Candidate Experience – Essenz des Recruitings

Vor einiger Zeit wurden wir von Ella Blumentrath, Studentin des „Management of People“ an der University of Southern Denmark in Odense für ein Interview zu ihrer Masterarbeit kontaktiert, deren Thema die Candidate Experience ist. Der genaue Titel lautet: „The Candidate in the Centre of Attention in Recruitment and Selection Processes: Key Factors of the Candidate Experience“.

Nun ist die Arbeit fertig und Ella hat ihren Master in der Tasche. Zeit für uns, sie kurz zu den Ergebnissen zu befragen, denn es kann über dieses Thema nicht genug geschrieben werden. Es ist, unserer Meinung nach, das A und O des Recruitings.

EllaSEUBERT HR: Liebe Ella, Danke, dass Du Dir die Zeit nimmst nun Deinerseits für ein Interview für die Leser unseres Blogs zur Verfügung zu stehen. Vielleicht kurz vorab aus Neugier: wie kam es dazu, dass Du gerade den Studiengang „Management of People“ in Odense ausgewählt hast?

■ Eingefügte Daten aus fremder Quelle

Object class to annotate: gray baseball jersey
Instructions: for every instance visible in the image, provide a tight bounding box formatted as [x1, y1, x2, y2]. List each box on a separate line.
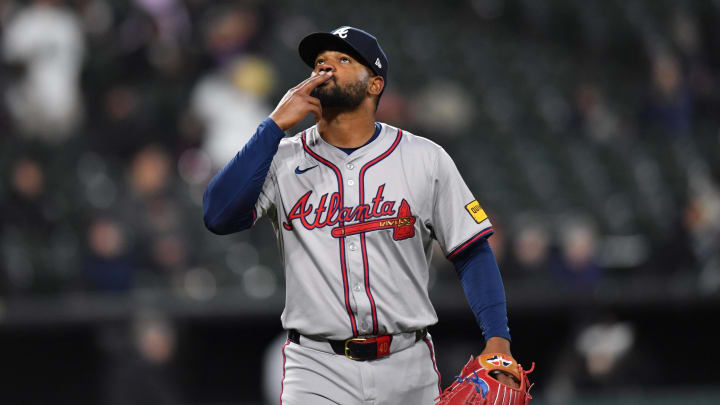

Ella Blumentrath: Ich wollte meinen Master gerne auf Englisch machen und Dänemark ist ein tolles Land zum Studieren und Leben, zum Beispiel geht es nicht ums reine Auswendiglernen von Lernstoff, sondern um die Anwendung von Wissen und man lernt in einem internationalen Umfeld. Wenn man sich dort für einen Master in Wirtschaftswissenschaften bewirbt, kann man seinen Schwerpunkt wählen und ich habe mich für „Management of People“ entschieden, weil mich die Kurse interessiert haben und ich gerne im Personalbereich arbeiten möchte.

SEUBERT HR: Und wie wurde die Idee zu einer Masterarbeit über Candidate Experience geboren?

Ella Blumentrath: Ich habe mich hier in Hamburg nach Unternehmen umgeschaut, die Interesse an einer Kooperation bezüglich einer Masterarbeit haben, damit meine Arbeit einen praktischen Bezug hat und nicht nur in den Regalen meiner Uni verstaubt. So bin ich auf HR Puls GmbH gestoßen. Wir haben uns schnell auf dieses Thema geeinigt, da es für mich spannend war, über ein Thema zu schreiben, das im Kommen ist und immer relevanter wird. Ich hatte großen Gestaltungsspielraum bezüglich der Ausarbeitung des Themas, was viel Spaß gebracht hat.

SEUBERT HR: Erläutere uns doch bitte kurz die Zielsetzung Deiner Arbeit und Deine Vorgehensweise.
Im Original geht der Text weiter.